Da Cattolica a Porto d'Ascoli



Il punto di partenza di questo percorso è Cattolica, raggiungibile dall'Emilia-Romagna lungo la Ciclovia Adriatica, oppure dalla stazione dei treni della cittadina. In pochi km di piste ciclabili si raggiunge Gabicce Mare, primo comune costiero delle Marche, ai piedi del Parco Regionale del Monte San Bartolo, che da strade secondarie panoramiche a picco sul mare conduce a Pesaro, la città delle biciclette.

Da Pesaro raggiungiamo Fano sulla pista ciclopedonale Pesaro-Fano, per poi attraversare il fiume Metauro su strada provinciale, con attenzione. Da Fano, si prosegue su piste ciclabili, si attraversa il ponte ciclopedonale sul Cesano e si prosegue in direzione di Senigallia e Marina di Montemarciano. Qui c'è possibilità di continuare sul lungomare su un tratto molto sterrato, portando la bici a mano, oppure percorrere 500 metri sulla statale, con molta attenzione, per poi raggiungere Falconara Marittima su piste ciclabili e strade secondarie.

A Falconara Marittima, consigliamo di evitare il tracciato ufficiale, deviando per l'entroterra lungo strade secondarie di paese ed e un sentiero che passa sopra alla statale, arrivando così ad Ancona su strade meno trafficate della statale lungomare. Da Ancona, si prende la Biciclovia del Conero, un sentiero ciclabile che ci porta nel cuore del Parco Regionale del Conero.

All'interno del Conero, si percorrono strade panoramiche secondarie che ci portano a Sirolo e Numana, due gemme marchigiane. Da Porto Recanati si lascia la costa per l'entroterra, raggiungendo Potenza Picena da strade secondarie, evitando così la statale, ma trovando comunque un tratto un po' trafficato. Un'ulteriore deviazione si fa per arrivare a Civitanova Marche, passando per Civitanova Alta in collina ed evitando così la statale.

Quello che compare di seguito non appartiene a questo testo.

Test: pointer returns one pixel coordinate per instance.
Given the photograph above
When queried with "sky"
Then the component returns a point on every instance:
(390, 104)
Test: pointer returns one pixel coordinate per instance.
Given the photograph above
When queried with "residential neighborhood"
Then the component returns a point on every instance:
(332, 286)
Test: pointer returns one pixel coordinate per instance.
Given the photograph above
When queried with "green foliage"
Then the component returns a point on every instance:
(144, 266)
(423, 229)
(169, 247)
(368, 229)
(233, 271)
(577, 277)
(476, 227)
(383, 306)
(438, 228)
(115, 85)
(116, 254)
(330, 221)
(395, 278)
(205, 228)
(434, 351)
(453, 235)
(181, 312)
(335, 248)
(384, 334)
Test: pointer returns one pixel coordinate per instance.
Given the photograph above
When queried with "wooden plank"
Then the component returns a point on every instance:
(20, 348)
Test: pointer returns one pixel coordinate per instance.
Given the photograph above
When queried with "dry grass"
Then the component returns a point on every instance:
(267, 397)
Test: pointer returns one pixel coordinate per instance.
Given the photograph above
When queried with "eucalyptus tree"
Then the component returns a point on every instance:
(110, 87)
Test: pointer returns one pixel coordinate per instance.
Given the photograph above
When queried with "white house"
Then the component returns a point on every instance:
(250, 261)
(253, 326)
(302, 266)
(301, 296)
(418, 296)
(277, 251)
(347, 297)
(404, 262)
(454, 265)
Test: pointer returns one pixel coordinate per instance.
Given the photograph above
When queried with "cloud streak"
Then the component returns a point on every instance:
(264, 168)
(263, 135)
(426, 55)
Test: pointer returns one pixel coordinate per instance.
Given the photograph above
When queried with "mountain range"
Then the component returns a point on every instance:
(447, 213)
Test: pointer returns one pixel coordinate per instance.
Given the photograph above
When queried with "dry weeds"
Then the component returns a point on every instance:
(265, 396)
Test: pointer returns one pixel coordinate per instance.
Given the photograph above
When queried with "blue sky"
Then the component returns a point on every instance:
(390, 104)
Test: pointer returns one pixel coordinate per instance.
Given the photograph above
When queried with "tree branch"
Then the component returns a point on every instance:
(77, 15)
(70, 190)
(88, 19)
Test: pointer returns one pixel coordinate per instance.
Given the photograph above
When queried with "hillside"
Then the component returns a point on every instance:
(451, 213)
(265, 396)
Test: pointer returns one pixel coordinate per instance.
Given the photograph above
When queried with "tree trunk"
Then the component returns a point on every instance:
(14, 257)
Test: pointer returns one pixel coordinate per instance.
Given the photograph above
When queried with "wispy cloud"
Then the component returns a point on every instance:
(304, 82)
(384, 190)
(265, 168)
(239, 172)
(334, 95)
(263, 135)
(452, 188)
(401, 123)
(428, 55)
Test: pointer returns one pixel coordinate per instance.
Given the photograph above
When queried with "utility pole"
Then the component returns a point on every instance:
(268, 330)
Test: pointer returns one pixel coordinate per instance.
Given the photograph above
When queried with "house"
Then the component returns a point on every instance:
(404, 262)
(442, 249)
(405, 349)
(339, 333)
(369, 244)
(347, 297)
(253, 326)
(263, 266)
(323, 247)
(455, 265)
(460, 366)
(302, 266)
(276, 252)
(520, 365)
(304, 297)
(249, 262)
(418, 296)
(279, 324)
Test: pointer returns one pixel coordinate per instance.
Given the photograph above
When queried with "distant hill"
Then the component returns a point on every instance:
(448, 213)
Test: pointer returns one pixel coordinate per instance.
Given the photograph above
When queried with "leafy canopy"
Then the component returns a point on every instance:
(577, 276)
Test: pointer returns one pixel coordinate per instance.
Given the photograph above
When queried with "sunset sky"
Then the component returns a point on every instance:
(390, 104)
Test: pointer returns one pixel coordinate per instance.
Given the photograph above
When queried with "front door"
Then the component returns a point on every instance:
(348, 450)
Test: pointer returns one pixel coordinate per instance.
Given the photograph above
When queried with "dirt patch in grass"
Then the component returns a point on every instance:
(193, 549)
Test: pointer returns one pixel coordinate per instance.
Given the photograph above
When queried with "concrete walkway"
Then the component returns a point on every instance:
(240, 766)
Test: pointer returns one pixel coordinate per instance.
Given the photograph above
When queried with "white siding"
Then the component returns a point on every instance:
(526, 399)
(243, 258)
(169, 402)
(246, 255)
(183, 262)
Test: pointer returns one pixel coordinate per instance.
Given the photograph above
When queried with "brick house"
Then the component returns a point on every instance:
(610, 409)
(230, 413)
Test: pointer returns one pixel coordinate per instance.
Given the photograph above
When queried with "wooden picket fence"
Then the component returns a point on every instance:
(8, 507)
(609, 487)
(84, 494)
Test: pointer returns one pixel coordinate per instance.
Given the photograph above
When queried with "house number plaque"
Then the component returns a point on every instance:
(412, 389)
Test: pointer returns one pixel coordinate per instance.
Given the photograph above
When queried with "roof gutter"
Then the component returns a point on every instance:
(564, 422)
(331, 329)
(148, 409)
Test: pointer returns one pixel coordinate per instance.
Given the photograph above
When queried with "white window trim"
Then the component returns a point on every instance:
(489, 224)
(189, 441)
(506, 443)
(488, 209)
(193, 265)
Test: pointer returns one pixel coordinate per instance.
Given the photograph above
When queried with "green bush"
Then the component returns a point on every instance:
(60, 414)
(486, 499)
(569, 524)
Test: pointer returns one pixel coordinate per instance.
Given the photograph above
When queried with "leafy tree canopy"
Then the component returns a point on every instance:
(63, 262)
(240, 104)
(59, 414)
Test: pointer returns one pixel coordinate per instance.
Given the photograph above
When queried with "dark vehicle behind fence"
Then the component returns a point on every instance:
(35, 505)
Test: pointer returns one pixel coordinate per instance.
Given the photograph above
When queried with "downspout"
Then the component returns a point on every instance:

L'uscita da Civitanova Marche è su strada principale (c'è spazio a lato per i ciclisti), poi si entra contromano su un sottopassaggio per prendere la ciclabile lungomare, in attesa del ponte ciclopedonale sul Chienti, che dovrebbe essere pronto per la fine del 2025. Da qui si può pedalare su piste ciclabili lungomare fino a Marina di Massignano, poi è presente un tratto in statale di circa 2km verso Cupra Marittima, per la maggior parte su banchina larga. Da Cupra Marittima, si torna su piste ciclabili lungomare verso Grottammare e San Benedetto del Tronto, terminando l'itinerario a Porto d'Ascoli, ultimo comune costiero delle Marche. Qui è presente la stazione dei treni, se si vuole terminare il viaggio o spostarsi altrove.

Nota bene: in alcuni tratti il percorso si discosta dal tracciato Bicitalia BI6, seguendo varianti che privilegiano soluzioni considerate più sicure e con meno tratti su strade statali.